LaLiga has been accused of illegally using its fan app to track down people pirating its content and is facing a fine of €250,000 by the Spanish Agency for Data Protection (AEPD). However, LaLiga is defending its conduct and is appealing the ruling, claiming the technology and process used is part of its overall digital rights management strategy.

LaLiga has been accused of using its app to listen in on fans conversations in order to track down illegal streaming of its content in location such as bars. In its defence, LaLiga has stated that it uses a fingerprinting technique to protect its content. While users have to give permission for the microphone to be used when they sign up for the app, the microphone is only activated during LaLiga match transmissions in five second bursts (five seconds per minute). This allows the mic to record sounds of the transmission, which are converted into binary code and then reviewed against LaLiga’s register to check for piracy.

LaLiga claimed it does not record or store conversations of its users and the technology is actually incapable of deciphering human voices. The technology is very similar to the acoustic fingerprint technology used by Shazam.

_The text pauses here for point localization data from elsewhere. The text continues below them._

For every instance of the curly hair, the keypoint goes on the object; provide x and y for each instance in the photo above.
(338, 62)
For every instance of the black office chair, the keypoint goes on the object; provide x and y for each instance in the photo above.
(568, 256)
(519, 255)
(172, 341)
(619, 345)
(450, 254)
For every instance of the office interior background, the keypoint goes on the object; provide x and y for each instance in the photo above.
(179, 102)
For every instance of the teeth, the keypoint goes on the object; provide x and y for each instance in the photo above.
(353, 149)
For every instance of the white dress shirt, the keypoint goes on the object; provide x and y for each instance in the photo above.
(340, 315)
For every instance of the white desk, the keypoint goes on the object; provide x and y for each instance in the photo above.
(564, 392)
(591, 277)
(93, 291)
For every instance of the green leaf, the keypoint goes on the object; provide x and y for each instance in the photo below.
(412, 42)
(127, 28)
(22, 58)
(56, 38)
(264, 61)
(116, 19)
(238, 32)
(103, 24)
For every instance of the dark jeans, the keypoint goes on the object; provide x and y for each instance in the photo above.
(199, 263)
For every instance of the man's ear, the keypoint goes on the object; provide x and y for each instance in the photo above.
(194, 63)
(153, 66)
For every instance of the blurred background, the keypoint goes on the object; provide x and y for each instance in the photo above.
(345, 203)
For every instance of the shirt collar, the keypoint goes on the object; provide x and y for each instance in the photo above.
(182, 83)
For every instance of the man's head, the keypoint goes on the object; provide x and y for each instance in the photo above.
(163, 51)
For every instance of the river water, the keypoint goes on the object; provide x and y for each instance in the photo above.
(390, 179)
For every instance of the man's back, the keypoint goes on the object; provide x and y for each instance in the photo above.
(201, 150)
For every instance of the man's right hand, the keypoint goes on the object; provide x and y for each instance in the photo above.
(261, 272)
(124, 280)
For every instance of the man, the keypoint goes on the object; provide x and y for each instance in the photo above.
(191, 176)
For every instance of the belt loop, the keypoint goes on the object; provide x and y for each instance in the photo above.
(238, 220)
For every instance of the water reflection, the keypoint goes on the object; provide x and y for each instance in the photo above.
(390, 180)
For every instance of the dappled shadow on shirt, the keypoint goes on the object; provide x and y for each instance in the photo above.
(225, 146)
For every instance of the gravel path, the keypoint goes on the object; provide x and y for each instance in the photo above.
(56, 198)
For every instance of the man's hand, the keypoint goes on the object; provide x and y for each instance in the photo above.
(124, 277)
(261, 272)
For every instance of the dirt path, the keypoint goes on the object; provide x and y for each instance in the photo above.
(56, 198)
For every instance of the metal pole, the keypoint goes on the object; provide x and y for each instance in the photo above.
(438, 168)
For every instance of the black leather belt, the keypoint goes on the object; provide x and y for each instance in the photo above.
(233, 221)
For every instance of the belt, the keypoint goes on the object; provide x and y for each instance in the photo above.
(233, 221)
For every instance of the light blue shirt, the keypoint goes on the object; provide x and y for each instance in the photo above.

In more detail, when activating the microphone function on its official app, LaLiga reminds users that they must expressly, proactively and on two occasions, give their consent. Therefore it can be considered that the user has been suitably informed and that LaLiga cannot be accused of lack of transparency or information regarding this functionality. Users who do not give their consent can continue to use the app without any limitations.

The technology used is designed to generate only a specific sound footprint (acoustic fingerprint). This digital fingerprint only contains 0.75% of the information received, discarding the remaining 99.25%, meaning that it is technically impossible to interpret someone’s voice or human conversations. This footprint is transformed into an alphanumeric code (hash) that cannot be reverted back to the original sound.

LaLiga will go to court following the ruling of the AEPD for an alleged transparency violation when informing users of its official app about the use of the microphone’s functionality at the point of activation. The Spanish football division disagrees profoundly with the decision of the AEPD, rejects the penalty imposed as unjust, unfounded and disproportionate, and considers that the AEPD has not made the necessary efforts to understand how the technology works. As a result, it will challenge the ruling in court to demonstrate that its actions have always been responsible and in accordance with the law.

Finally, the AEPD has ordered LaLiga to introduce mechanisms that enhance the user’s knowledge when the microphone functionality is in use. The application of these modifications indicated by the AEPD will no longer be required since this functionality will no longer be used from the end of this season (30 June), as originally planned.

LaLiga stated it will continue to test and implement new technologies and innovations that allow it to improve the experience of football fans around the world and, at the same time, help it in its fight against the very serious scourge of piracy.

LaLiga stated it has complied at all times with the principles and requirements established in the General Data Protection Regulations (GDPR) ,the Organic Law on Data Protection and Digital Rights Guarantees (LOPDGDD)and has acted within the guidelines published to date by the relevant control authorities, including the AEPD.